If you are evaluating local coding models to embed in a product or internal developer platform, the hard part is rarely picking the model — it is building the agent harness, evals, and guardrails around it so a 9B model performs reliably. Codersera matches you with vetted remote developers experienced with local LLM deployment, GGUF/quantization tuning, and agentic tooling, with a risk-free trial so you can confirm technical fit before you commit.

FAQ

Is OmniCoder 9B free and open source?

Yes. OmniCoder 9B is released by Tesslate under the Apache 2.0 license, which permits commercial use, self-hosting, modification, and redistribution. There is no separate paid tier required to run the open weights locally; your only cost is the hardware you run it on.

What hardware do you need to run OmniCoder 9B?

The recommended Q4_K_M quant is a 5.74 GB file and runs comfortably on roughly an 8 GB GPU or a 16 GB Apple Silicon Mac at a modest context. Higher-quality Q6_K/Q8_0 quants want ~10–13 GB. You can run smaller 3-bit quants under 8 GB, but quality drops noticeably on a model this size.

Is OmniCoder 9B better than its Qwen3.5-9B base model?

For agentic coding, Tesslate's reported numbers say yes: +8.99 points on Terminal-Bench 2.0 (a 61% relative gain) and a small GPQA lift. For general chat the base model may feel comparable, since OmniCoder's gains are concentrated in tool-use and terminal behaviour rather than broad reasoning. These are vendor-reported figures.

Does OmniCoder 9B work with Ollama?

Yes. Pull it directly from the official GGUF repo with ollama run hf.co/Tesslate/OmniCoder-9B-GGUF:Q4_K_M. Community Ollama mirrors also exist, but using the official Hugging Face repo guarantees you know the exact quant and revision you are running.

What is OmniCoder 9B best used for?

It is purpose-built to act as a local coding agent inside a scaffolded loop — multi-step tool calls, terminal operations, read-before-write edits, and responding to LSP diagnostics. It is less suited to being a general chatbot or a pure IDE autocomplete engine, where other small models specialise.

Are OmniCoder 9B's benchmarks independently verified?

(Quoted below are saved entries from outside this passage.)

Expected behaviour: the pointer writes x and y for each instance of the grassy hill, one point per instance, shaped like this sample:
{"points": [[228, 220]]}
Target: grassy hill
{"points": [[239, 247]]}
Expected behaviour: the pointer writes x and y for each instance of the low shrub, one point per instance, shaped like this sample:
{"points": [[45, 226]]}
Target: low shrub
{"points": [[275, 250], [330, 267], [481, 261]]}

Not as cited here. The AIME 2025, GPQA Diamond, and Terminal-Bench 2.0 numbers come from Tesslate's official model card and are vendor-reported. No independent third-party reproduction and no SWE-bench Verified score are published at the time of writing, so validate on your own tasks before relying on them.

How large is the OmniCoder 9B context window?

The native context is 262,144 tokens, inherited from the Qwen3.5-9B hybrid architecture, and Tesslate states it is extensible to 1M+ tokens. In practice you should set the runtime context (num_ctx / -c) to what your hardware's KV cache can hold; 32K is a reasonable starting point on an 8 GB GPU.